Ein episches Gedicht
aus dem Kletgau
von
K. Fr. Würtenberger.
Mit Illustrationen.
St. Petersburg.
Buchdruckerei für Kaiserl. Russische Staatspapiere.
1889.
Alle Rechte vorbehalten.
Die Illustrationen sind mit Genehmigung der Censur-Behörde gedruckt.
St.-Petersburg, den 14. December 1888.
Meiner herzlieben Heimat
zum freundlichen Andenken.
Da, wo am Rhein, in Badens herrlichen Gefilden,
Zu Schutz und Trutz von edeln Herrn erbaut,
Ein weithin sichtbar Wahrzeichen des Kletgau’s,
Die Küssaburg von stolzer Höhe schaut;
Vom Tann’ bekränzt, von Eppich übersponnen —
Da sprudelt dieses Sanges frischer Bronnen. —
Noch heute, eines Weihenpaares Horst und Veste,
Ragt hoch, vom Bergfried wohl, ein Mauerrest;
Nach Moder dünstende, verschüttete Gewölbe
Gewähren scheuem Wild ein sicher Nest.
Wo einst das Palas stand, sind Trümmerhaufen,
Durch deren Wirrniß bunte Käfer laufen.
Mitleidig deckt die blitzzerspellten Thurmruinen,
Ein hundert Jahre alter Epheukranz,
Der, Wurzel treibend zwischen Kalkstein-Quadern,
Ihr Grau umzieht mit dunkelgrünem Glanz;
Auf schwachen Spuren längst zerfallner Zinnen,
Sonnt sich das Echslein, weben braune Spinnen.

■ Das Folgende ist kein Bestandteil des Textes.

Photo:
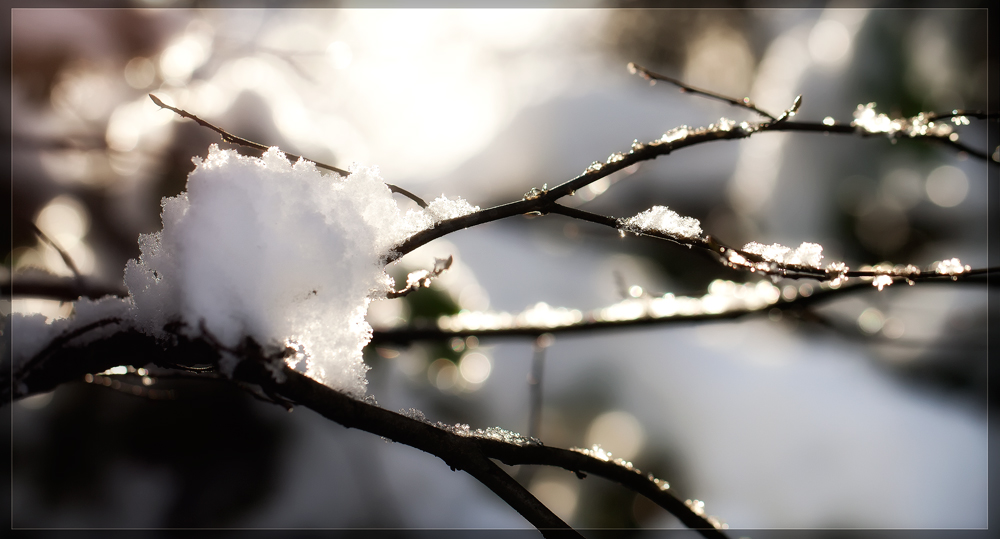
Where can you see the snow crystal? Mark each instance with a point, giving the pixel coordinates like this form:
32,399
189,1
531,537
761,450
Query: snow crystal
278,252
807,254
867,119
663,219
950,267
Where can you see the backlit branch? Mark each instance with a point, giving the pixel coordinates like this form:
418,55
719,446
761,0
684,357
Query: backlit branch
458,446
543,200
652,77
731,301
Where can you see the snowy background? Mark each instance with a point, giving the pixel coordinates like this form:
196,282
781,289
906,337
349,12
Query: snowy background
881,422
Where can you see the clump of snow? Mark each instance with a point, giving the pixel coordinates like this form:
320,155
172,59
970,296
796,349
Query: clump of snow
867,119
278,252
807,254
663,219
952,266
440,209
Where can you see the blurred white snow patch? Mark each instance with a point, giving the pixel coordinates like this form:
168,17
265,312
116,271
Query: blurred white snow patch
663,219
807,254
261,248
32,332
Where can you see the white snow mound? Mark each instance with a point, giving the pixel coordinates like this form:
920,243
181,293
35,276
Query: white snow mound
278,252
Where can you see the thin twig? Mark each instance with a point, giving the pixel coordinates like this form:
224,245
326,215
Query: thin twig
591,323
60,288
544,200
233,139
422,279
745,103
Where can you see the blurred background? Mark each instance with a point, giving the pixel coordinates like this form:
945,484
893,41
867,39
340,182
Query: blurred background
871,414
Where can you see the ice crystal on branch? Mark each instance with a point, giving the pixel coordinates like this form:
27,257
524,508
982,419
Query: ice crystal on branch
866,119
807,254
663,219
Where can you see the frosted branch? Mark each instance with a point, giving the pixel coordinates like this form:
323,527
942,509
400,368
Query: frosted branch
724,300
422,278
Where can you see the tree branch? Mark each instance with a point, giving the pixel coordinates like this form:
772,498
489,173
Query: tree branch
595,321
652,76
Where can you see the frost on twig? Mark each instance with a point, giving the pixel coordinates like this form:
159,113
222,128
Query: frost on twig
663,219
421,278
866,119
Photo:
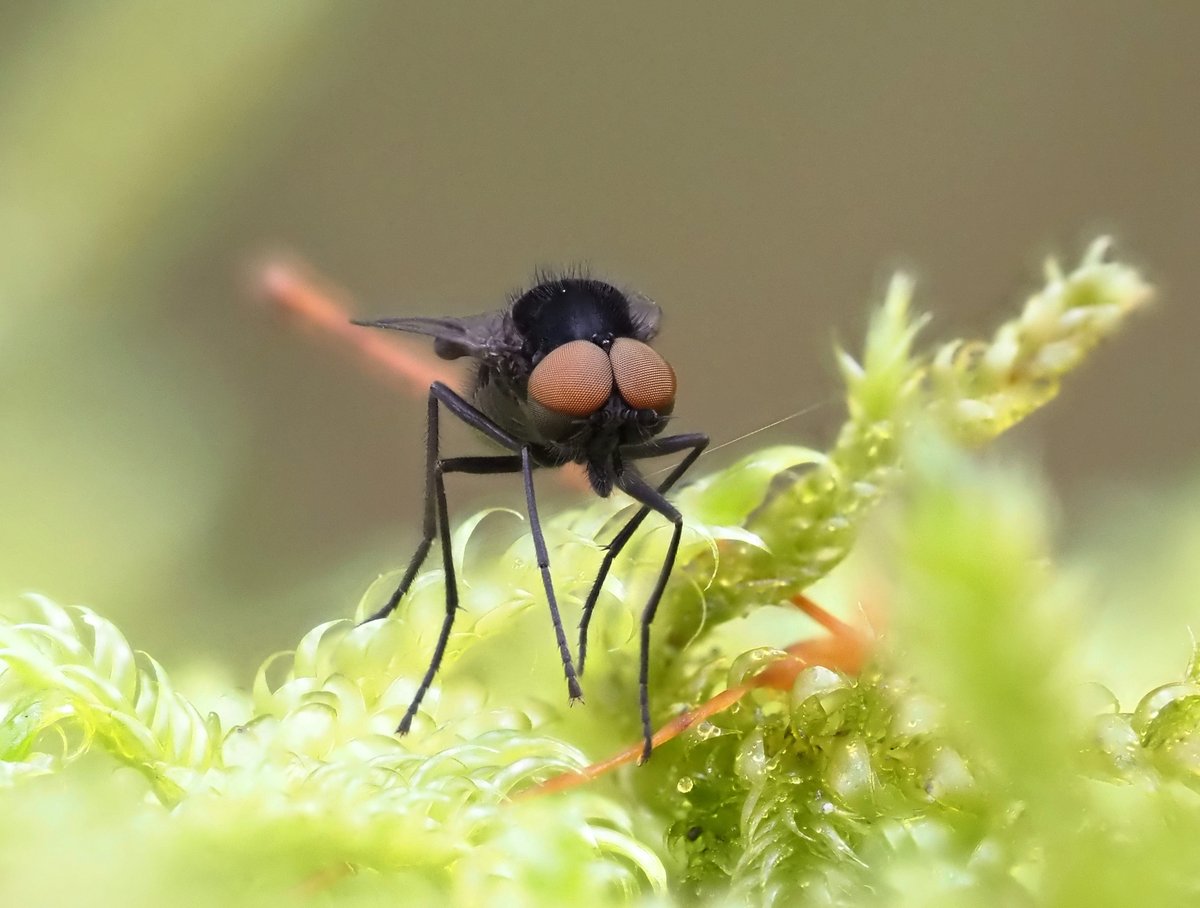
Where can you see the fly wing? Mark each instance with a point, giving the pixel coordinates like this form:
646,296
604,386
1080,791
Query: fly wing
646,314
480,337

Den weiten Zwingolf füllt Gestrüppe; Brombeerranken
Verwehren neidisch des Besuchers Fuß
Den Pfad zu würzig-duft’gen Königskerzen,
Die weithin winken ihren goldnen Gruß.
Um Baum und Busch wogt summendes Gewimmel
Und blau, durch Fensterscharten, schaut der Himmel.
Tiefernstes Schweigen waltet, heil’ge Ruh hier oben,
Und wenn zu Zeiten mal den öden Raum
Ein Mensch betritt, will’s ihn gemahnen,
Als schlief hier alles längst in schwerem Traum; —
Von dem selbst Thor und Umzug bang befangen,
Die beide noch mit festen Mauern prangen.
So liegt die Stätte heute stille und verlassen,
Wo einst im Kampfe Waffenlärm getost.
Ein heimlich Scheuen nimmt den Sinn gefangen
Und, wenn ein Lüftlein mit den Blättern kost
Ist es, als tönte Flüstern in den Räumen,
Verlockend, am helllichten Tag zu träumen. —
Und wirklich, sieh! Dem Blick erstehen Thurm und Zinnen.
Hoch überm Thore prangt das Wappenschild
Der alten Küssaberger steingemeißelt;
Sie führten eines Löwen Haupt als Bild.
In braungetäfelten Gemächern waltet
Des Hauses Tochter, die als Herrin schaltet.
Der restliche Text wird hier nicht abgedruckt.